Summary from Goodreads:

This powerful collection of stories, set in the mid-West among the lonely men and women who drink, fish and play cards to ease the passing of time, was the first by Raymond Carver to be published in the UK. With its spare, colloquial narration and razor-sharp sense of how people really communicate, the collection was to become one of the most influential literary works of the 1980s.


What We Talk About When We Talk About Love contains 17 short stories. They feature common people and depict everyday struggles and issues pertaining to relationships be it with friends, husbands, wives, parents, sons, and daughters. 


To be honest, during the first few stories, I found myself baffled. They end so abruptly and very loosely.
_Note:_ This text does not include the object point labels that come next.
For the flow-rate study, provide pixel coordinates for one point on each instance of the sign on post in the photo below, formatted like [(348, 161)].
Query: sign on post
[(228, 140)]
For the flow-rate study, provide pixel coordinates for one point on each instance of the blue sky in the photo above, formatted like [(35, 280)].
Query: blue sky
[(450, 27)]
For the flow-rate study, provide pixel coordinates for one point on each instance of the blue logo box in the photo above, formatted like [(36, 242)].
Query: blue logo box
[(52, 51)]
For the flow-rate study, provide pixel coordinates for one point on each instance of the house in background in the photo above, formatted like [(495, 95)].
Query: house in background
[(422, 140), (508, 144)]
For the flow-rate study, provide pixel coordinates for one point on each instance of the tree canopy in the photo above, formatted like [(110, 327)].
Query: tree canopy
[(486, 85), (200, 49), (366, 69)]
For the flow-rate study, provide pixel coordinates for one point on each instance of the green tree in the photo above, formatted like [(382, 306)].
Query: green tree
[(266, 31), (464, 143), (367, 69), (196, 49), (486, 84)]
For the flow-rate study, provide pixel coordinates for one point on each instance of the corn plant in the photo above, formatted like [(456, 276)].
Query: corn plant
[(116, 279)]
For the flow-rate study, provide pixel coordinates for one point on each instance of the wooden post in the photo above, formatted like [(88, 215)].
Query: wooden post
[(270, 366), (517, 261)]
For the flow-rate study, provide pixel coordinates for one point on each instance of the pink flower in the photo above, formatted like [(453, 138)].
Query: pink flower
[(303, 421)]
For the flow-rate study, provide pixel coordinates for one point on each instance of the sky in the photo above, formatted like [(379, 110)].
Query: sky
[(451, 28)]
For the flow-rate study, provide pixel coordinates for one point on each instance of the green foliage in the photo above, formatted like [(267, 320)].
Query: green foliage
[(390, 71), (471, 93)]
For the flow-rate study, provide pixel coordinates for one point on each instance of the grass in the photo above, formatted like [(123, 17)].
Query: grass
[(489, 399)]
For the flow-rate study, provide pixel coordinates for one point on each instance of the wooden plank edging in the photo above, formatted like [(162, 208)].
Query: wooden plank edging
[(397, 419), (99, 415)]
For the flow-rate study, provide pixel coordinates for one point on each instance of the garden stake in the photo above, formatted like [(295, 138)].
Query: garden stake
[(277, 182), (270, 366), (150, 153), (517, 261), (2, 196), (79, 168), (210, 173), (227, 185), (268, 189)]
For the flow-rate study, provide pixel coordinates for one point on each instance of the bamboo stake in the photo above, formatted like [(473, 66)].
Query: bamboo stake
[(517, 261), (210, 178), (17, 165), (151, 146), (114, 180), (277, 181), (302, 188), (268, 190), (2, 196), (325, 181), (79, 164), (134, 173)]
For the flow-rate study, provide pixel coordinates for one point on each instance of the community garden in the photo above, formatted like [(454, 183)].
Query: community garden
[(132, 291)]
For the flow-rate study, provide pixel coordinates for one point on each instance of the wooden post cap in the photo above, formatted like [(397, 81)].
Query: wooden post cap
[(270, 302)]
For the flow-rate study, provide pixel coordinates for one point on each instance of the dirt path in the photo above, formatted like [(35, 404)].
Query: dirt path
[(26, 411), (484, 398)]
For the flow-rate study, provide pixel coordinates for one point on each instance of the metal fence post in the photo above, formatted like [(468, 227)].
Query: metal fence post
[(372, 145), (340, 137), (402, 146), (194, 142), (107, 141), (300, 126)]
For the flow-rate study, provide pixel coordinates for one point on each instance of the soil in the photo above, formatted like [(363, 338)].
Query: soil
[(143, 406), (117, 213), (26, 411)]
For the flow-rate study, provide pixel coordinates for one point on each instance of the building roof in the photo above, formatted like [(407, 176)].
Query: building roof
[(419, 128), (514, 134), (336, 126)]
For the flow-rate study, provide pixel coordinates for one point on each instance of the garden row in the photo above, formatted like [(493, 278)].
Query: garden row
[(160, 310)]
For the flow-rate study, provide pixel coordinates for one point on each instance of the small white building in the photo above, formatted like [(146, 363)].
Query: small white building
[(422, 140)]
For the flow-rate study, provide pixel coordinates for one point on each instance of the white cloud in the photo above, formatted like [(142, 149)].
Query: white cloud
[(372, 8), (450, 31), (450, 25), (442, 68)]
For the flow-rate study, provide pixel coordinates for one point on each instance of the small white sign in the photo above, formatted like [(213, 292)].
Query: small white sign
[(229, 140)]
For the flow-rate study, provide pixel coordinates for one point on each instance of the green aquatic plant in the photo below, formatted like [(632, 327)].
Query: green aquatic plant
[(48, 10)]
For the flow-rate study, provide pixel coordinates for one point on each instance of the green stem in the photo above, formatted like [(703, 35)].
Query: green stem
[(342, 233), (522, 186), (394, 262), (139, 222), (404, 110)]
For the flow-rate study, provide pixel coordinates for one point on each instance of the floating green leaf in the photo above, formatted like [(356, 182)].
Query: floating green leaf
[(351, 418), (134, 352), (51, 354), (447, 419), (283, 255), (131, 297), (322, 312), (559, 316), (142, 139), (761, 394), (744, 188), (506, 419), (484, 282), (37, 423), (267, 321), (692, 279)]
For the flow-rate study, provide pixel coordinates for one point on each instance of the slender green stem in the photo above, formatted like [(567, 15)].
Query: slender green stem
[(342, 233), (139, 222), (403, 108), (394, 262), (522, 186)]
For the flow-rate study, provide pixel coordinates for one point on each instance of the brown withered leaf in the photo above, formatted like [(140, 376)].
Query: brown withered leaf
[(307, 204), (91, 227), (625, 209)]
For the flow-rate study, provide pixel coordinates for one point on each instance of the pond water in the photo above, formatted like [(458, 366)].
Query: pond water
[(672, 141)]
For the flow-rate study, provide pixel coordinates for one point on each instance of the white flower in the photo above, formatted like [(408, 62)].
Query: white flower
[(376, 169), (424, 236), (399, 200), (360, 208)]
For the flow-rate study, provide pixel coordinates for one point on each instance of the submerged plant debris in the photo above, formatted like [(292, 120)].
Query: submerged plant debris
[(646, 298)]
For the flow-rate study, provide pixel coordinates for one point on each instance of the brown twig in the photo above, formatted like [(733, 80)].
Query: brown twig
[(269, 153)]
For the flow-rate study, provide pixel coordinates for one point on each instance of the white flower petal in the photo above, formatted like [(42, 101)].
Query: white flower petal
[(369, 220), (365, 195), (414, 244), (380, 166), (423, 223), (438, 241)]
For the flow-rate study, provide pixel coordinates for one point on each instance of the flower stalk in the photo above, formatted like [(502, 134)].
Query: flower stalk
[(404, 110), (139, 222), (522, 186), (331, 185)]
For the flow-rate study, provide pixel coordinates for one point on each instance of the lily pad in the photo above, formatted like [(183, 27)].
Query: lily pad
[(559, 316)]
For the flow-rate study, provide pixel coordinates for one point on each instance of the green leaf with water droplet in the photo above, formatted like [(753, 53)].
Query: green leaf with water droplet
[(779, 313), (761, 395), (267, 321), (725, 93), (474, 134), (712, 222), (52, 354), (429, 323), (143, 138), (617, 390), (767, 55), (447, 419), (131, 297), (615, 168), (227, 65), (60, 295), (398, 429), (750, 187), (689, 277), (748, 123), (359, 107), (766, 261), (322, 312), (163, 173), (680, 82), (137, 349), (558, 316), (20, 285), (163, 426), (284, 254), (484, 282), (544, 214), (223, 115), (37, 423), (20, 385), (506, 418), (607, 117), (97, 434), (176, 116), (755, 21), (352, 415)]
No concrete resolutions, no definite conclusions, no closure. At some point, I started yelling: "The End!" after each story, just to signal my child-brain that this is well, the end. I found it quite challenging too, when it somes to understanding what point Raymond Carver is getting at in some of the stories. But as I progress, I began to settle into Carver's writing style. It only takes some getting used to. And sure, I am most likely to not remember what each of the 17 stories are about. But what will stay with me is the mood. The loneliness, the despair, that bubbling anger, the guilt, the regret, the world weariness. I like that the stories feel raw and real. The writing is pretty simple too. It just tells everything like it is. Plain old folks with plain old issues but somehow there is a certain intensity to each of the stories.  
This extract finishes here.